Monday, July 14, 2008

Some Advice

Sometimes I get hit up for advice and for the life of me I'm never sure if I should be giving it out because I'm still learning.  I have shit days.  I still make mistakes and second-guess what I'm doing. It's part of the lifestyle. A friend and I joke about it because all we did was trade old problems for new problems.

Read and let me know what you think.

Hey Sean,
Sorry for the 3 month delay in responding. Summer is one of my busiest seasons. I tried to find some more examples of your poster work online but couldn’t find any. I even stalked you on myspace.

It’s hard to give out advice because most people really want to be told that everything they do is amazing. And they don’t want to hear about what they can improve on.

I think it’s cool that you have your own style. That’s important. The more posters you do for your band the more people will equate your drawings as “Booster” or “Sean Kemp” posters. You should also hit up other bands and do some stuff for them too. Get a reputation as the guy from Booster who does all the artwork.

The next thing I would say is get a real website. A blog or deviant or myspace page to showcase your art is not a website. They’re easy as hell to build and maintain. You can’t throw a rock without hitting a web designer. So if you’re total crap with html, ask a friend. The goal of the website is to easily direct people to what you do. Also more importantly, LOOK PROFESSIONAL. I may not be the greatest artist out there but I gots me a website.  Booyah and all that other shit. That’ll get me hired faster than anyone with a myspace page.  For realsies.

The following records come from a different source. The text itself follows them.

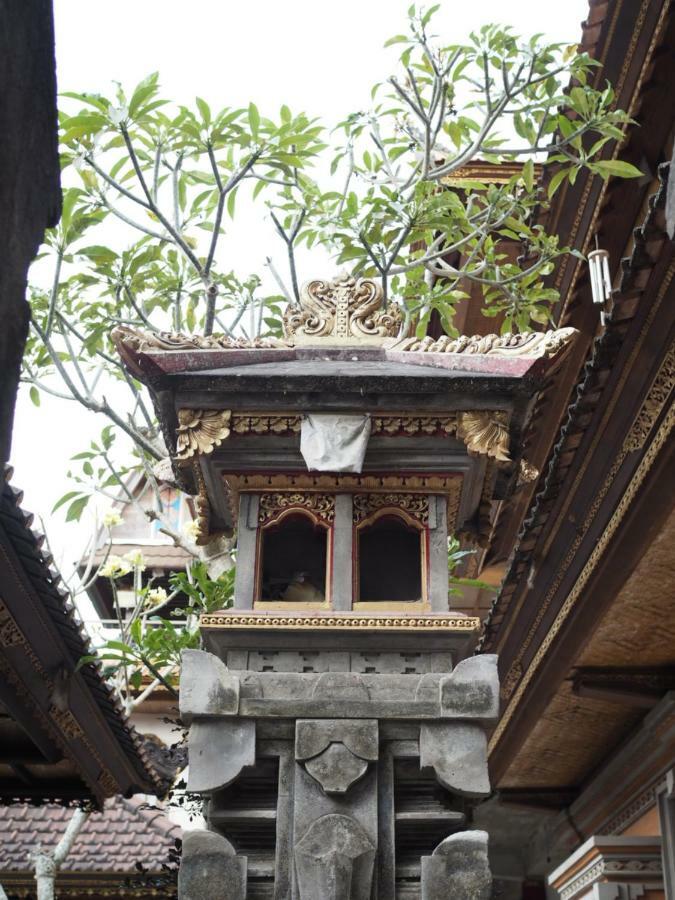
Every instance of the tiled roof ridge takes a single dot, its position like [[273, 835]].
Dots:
[[604, 349], [153, 816], [44, 576], [112, 840]]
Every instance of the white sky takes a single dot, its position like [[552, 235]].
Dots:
[[314, 56]]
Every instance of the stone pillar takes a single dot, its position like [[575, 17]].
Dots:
[[338, 737]]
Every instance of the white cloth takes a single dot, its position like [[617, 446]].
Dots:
[[334, 443]]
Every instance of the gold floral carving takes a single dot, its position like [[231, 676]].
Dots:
[[344, 310], [412, 425], [416, 506], [530, 343], [271, 423], [654, 404], [345, 621], [577, 590], [449, 486], [202, 508], [137, 341], [272, 506], [485, 432], [527, 473], [200, 431], [66, 722]]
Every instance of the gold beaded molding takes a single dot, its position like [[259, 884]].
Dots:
[[341, 622]]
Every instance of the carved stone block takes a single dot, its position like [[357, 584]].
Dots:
[[472, 690], [334, 860], [457, 752], [207, 688], [336, 753], [219, 750], [458, 869], [210, 868]]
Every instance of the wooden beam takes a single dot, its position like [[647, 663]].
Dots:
[[628, 685]]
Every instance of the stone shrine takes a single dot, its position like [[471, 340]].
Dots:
[[337, 721]]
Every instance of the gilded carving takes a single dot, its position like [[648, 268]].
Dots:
[[622, 508], [66, 722], [346, 310], [485, 432], [272, 506], [339, 622], [245, 423], [530, 343], [449, 486], [527, 473], [200, 431], [416, 506], [411, 425], [202, 508], [654, 403]]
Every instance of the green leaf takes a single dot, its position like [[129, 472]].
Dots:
[[76, 508], [204, 109], [556, 181], [616, 167], [253, 119]]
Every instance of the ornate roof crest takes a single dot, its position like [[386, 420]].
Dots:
[[345, 310]]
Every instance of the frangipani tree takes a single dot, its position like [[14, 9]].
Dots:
[[148, 232]]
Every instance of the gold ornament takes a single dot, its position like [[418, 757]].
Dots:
[[200, 431]]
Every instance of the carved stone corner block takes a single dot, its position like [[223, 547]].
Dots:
[[210, 868], [458, 869], [335, 752], [218, 751], [471, 691], [457, 752], [207, 688], [334, 860]]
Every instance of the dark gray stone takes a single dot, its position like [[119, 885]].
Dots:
[[206, 687], [336, 769], [458, 869], [219, 750], [471, 691], [334, 860], [210, 869], [670, 199], [457, 752], [314, 735]]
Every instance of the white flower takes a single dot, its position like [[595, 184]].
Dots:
[[135, 559], [156, 596], [112, 518], [191, 529], [114, 567]]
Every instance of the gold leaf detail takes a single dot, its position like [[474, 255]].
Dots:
[[200, 431], [272, 506], [415, 505], [485, 432], [344, 310]]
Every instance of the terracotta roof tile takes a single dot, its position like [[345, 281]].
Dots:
[[113, 840]]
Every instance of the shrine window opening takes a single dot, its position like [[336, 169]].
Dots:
[[294, 554], [390, 561]]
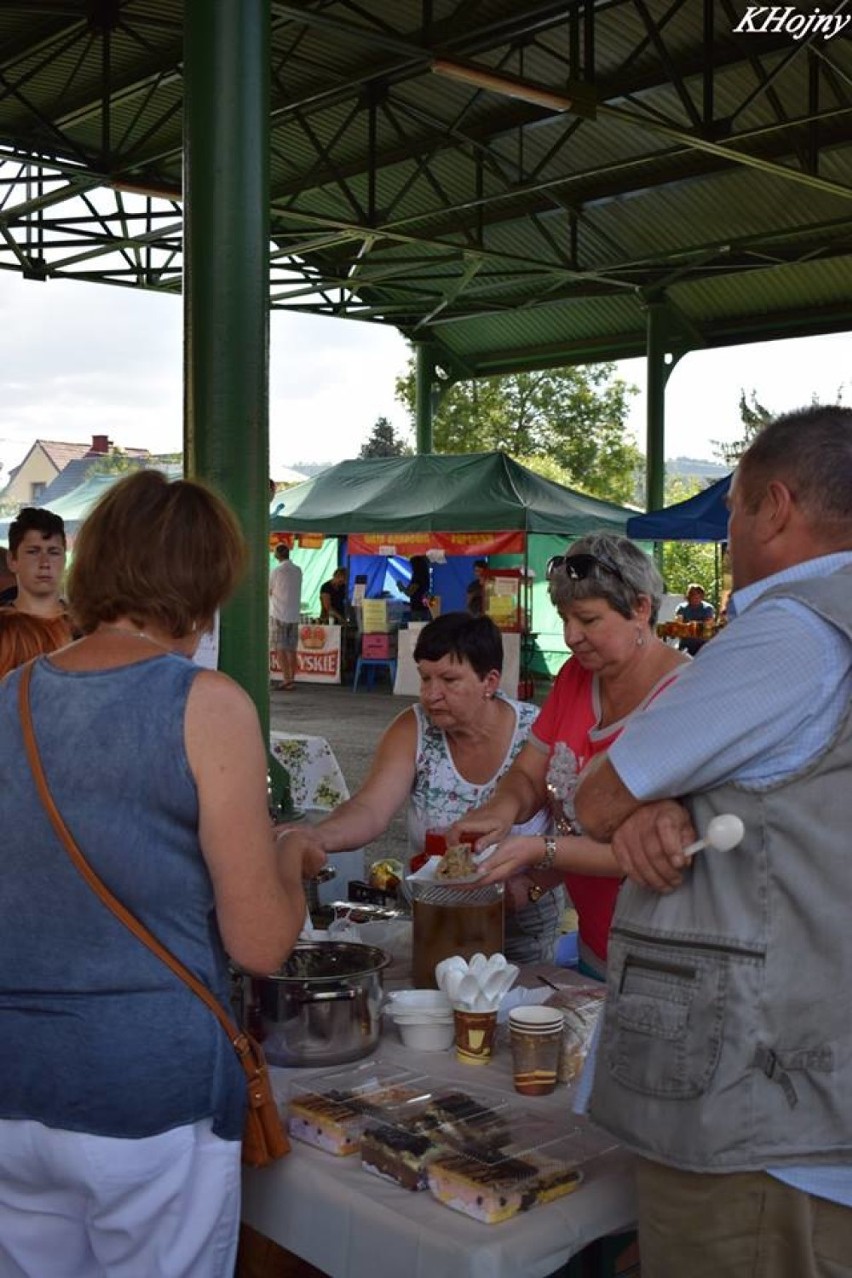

Start paying attention to the way things are designed. Posters were a great learning ground for me. They still are. What they didn’t teach me in school I learned designing posters. Which was a lot. And I’m not done. So yeah, start paying more attention to design. If you really like posters buy a book on posters, keep it open as you work. Ask yourself how the person fit 100 band names on a poster and still made it look good. I’ve had to do that several times when I’m stumped. Try to stick with one font. The most important information is the headlining band and then the openers and then the date and finally the venue.

Even though I highly recommend paying more attention to design...try to avoid stealing someone’s style.  Especially if they're still alive.  Not that you are now, but it’s a pitfall that everyone seems to fall in to at some point. It’s like being a Jedi and having to decide over wearing leather pants and being evil or wearing a cotton robe and being good. Having your own style takes some time but pays off in spades. Do you want your band to be referred to as another band that sounds like (insert popular band name..I dunno...) Nirvana? Or do you want your band to sound like Booster?

Get to know your computer. Without the computer I’d be too lazy to design posters. Whether you dig photoshop or illustrator, learn to use them. It’ll save you time and make life easier when you hafta print your posters or deal with clients. It makes you more valuable as a designer if you know your shit and can give someone a file and all they hafta do is print it out.  People will pass your ass up if you don't know what you're doing.  They'll hire someone who may not be the world's greatest artist, but is computer savvy.

Last thing more work. The more you do the more people know about you and/or your band.

There’s no magic door for any of this. It all takes time. I’ve been doing posters for 7-8 years and I feel like I’m only scratching the surface. It’s a journey.

I hope that helped. I drank too much coffee today.


On 4/6/08 5:38 AM, "Sean Kemp" wrote: Hey Brian I am a musician, here in Adelaide, and starting to get some poster art out there, Wanted to send you a sample of what i've been doing, and wanting to know if you had any tips? I'm mostly doing Band Bill Art for my own band, ' Booster '. Sean Adelaide, Australia

1 comment:

darth wegner said...

Really liked that letter. Kinda helped me aswell. I've always been ok with a marker in my hand but never really got around to practice and really learn basic stuff as anatomy and perspective and shit. But when i got an interest in rock poster design/art i decided to do something about it.
Your letter gave answer to most of the questions I've been thinking about.

Feel free to visit my website if you've got time to kill.
(hint click the picture)
ps: I know i kinda stole the behind the scenes from your blog but as Bob Dylan once said: "Amateurs borrow, Pros Steal" ;) Don't like it? let me know. And by the way thanks for being an inspiration.